Filters loci in a genlight {adegenet} object based on average repeatability of alleles at a locus
Source:R/gl.filter.reproducibility.r
gl.filter.reproducibility.Rd
SNP datasets generated by DArT have an index, RepAvg, generated by reproducing the data independently for 30 of alleles that give a repeatable result, averaged over both alleles for each locus.
SilicoDArT datasets generated by DArT have a similar index, Reproducibility.
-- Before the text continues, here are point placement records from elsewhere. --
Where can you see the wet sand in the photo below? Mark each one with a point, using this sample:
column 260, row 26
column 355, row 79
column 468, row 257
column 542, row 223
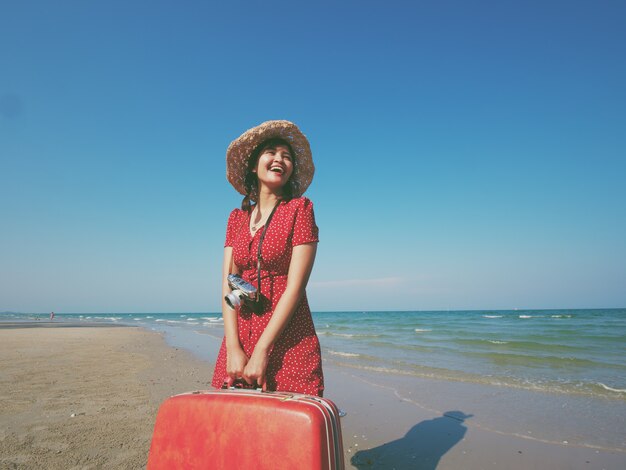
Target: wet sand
column 87, row 398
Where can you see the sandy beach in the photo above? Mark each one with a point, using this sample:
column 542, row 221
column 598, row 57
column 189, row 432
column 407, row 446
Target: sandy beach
column 86, row 397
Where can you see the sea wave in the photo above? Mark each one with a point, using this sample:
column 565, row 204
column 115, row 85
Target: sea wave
column 611, row 389
column 350, row 335
column 341, row 353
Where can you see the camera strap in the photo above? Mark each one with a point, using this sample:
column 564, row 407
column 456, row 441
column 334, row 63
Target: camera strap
column 258, row 254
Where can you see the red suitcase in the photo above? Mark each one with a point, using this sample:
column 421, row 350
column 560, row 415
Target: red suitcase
column 239, row 428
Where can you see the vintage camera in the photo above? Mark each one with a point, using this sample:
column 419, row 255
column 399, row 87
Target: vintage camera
column 242, row 291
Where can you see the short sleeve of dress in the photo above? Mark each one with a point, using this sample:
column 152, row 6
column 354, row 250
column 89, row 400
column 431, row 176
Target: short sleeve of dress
column 305, row 230
column 231, row 228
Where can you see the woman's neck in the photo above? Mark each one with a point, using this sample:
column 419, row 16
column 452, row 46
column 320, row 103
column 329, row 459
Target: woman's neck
column 267, row 199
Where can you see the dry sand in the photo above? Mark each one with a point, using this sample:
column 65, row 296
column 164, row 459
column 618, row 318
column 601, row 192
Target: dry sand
column 87, row 398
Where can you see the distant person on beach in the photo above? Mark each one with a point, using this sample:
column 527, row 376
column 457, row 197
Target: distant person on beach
column 271, row 242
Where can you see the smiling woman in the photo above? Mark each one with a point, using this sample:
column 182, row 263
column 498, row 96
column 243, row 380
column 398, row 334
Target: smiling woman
column 271, row 242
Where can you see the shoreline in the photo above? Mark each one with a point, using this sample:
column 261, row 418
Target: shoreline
column 48, row 374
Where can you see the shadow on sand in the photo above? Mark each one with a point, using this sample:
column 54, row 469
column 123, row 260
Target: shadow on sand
column 421, row 448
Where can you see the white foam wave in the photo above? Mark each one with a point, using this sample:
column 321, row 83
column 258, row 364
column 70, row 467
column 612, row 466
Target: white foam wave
column 349, row 335
column 343, row 354
column 611, row 389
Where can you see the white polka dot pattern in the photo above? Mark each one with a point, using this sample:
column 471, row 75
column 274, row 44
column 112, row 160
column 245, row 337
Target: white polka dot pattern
column 295, row 363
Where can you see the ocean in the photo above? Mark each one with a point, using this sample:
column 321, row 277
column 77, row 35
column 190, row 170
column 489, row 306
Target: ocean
column 578, row 352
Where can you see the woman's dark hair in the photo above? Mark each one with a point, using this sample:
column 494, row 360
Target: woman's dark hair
column 252, row 183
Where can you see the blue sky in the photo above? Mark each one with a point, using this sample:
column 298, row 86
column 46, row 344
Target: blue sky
column 470, row 155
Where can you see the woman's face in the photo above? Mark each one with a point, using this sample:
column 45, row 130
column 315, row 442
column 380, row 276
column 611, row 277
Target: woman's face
column 274, row 166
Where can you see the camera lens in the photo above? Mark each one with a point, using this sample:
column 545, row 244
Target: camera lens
column 233, row 300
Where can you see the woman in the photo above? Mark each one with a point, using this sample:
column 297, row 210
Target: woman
column 271, row 343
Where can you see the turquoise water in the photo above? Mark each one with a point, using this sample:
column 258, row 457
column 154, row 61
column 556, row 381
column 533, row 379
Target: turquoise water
column 562, row 351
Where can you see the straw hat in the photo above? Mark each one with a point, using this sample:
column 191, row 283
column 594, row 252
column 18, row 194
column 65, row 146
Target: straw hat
column 240, row 149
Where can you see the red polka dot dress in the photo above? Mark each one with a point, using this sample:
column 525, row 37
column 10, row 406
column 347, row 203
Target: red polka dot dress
column 295, row 363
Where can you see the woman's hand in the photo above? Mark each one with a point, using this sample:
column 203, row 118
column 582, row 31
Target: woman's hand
column 256, row 368
column 236, row 361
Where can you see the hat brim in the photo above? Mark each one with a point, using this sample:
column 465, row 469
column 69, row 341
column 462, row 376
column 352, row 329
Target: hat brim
column 240, row 149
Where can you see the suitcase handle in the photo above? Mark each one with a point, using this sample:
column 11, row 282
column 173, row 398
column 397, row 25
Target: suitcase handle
column 240, row 384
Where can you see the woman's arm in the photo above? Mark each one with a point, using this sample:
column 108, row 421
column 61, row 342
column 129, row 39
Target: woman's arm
column 236, row 359
column 300, row 267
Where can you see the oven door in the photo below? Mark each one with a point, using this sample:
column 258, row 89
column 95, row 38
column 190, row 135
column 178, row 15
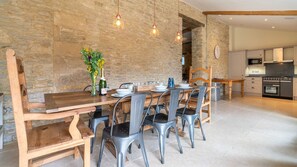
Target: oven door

For these fragment presence/absence data, repeatability is the percentage of scores that are repeated in the technical replicate dataset.
Usage
gl.filter.reproducibility(
x,
threshold = 0.99,
plot.out = TRUE,
plot_theme = theme_dartR(),
plot_colors = two_colors,
save2tmp = FALSE,
verbose = NULL
)
Arguments
- x
Name of the genlight object containing the SNP data [required].
- threshold
Threshold value below which loci will be removed [default 0.99].
- plot.out
If TRUE, displays a plots of the distribution of reproducibility values before and after filtering [default TRUE].
- plot_theme
Theme for the plot [default theme_dartR()].
- plot_colors
List of two color names for the borders and fill of the plots [default two_colors].
- save2tmp
If TRUE, saves any ggplots and listings to the session temporary directory (tempdir) [default FALSE].
- verbose
Verbosity: 0, silent or fatal errors; 1, begin and end; 2, progress log ; 3, progress and results summary; 5, full report [default 2, unless specified using gl.set.verbosity].
Value
Returns a genlight object retaining loci with repeatability (Repavg or Reproducibility) greater than the specified threshold.
See also
Other filter functions:
gl.filter.allna()
,
gl.filter.callrate()
,
gl.filter.heterozygosity()
,
gl.filter.hwe()
,
gl.filter.ld()
,
gl.filter.locmetric()
,
gl.filter.maf()
,
gl.filter.monomorphs()
,
gl.filter.overshoot()
,
gl.filter.pa()
,
gl.filter.parent.offspring()
,
gl.filter.rdepth()
,
gl.filter.secondaries()
,
gl.filter.sexlinked()
,
gl.filter.taglength()
Author
Custodian: Arthur Georges – Post to https://groups.google.com/d/forum/dartr
Examples
# \donttest{
# SNP data
gl.report.reproducibility(testset.gl)
#> Starting gl.report.reproducibility
#> Processing genlight object with SNP data
#> Reporting Repeatability by Locus
#> No. of loci = 255
#> No. of individuals = 250
#> Minimum : 0.959459
#> 1st quartile : 1
#> Median : 1
#> Mean : 0.9981525
#> 3r quartile : 1
#> Maximum : 1
#> Missing Rate Overall: 0.12
#>
#> Quantile Threshold Retained Percent Filtered Percent
#> 1 100% 1.000000 214 83.9 41 16.1
#> 2 95% 1.000000 214 83.9 41 16.1
#> 3 90% 1.000000 214 83.9 41 16.1
#> 4 85% 1.000000 214 83.9 41 16.1
#> 5 80% 1.000000 214 83.9 41 16.1
#> 6 75% 1.000000 214 83.9 41 16.1
#> 7 70% 1.000000 214 83.9 41 16.1
#> 8 65% 1.000000 214 83.9 41 16.1
#> 9 60% 1.000000 214 83.9 41 16.1
#> 10 55% 1.000000 214 83.9 41 16.1
#> 11 50% 1.000000 214 83.9 41 16.1
#> 12 45% 1.000000 214 83.9 41 16.1
#> 13 40% 1.000000 214 83.9 41 16.1
#> 14 35% 1.000000 214 83.9 41 16.1
#> 15 30% 1.000000 214 83.9 41 16.1
#> 16 25% 1.000000 214 83.9 41 16.1
#> 17 20% 1.000000 214 83.9 41 16.1
#> 18 15% 0.997674 217 85.1 38 14.9
#> 19 10% 0.994536 230 90.2 25 9.8
#> 20 5% 0.984694 243 95.3 12 4.7
#> 21 0% 0.959459 255 100.0 0 0.0
#> Completed: gl.report.reproducibility
#>
result <- gl.filter.reproducibility(testset.gl, threshold=0.99, verbose=3)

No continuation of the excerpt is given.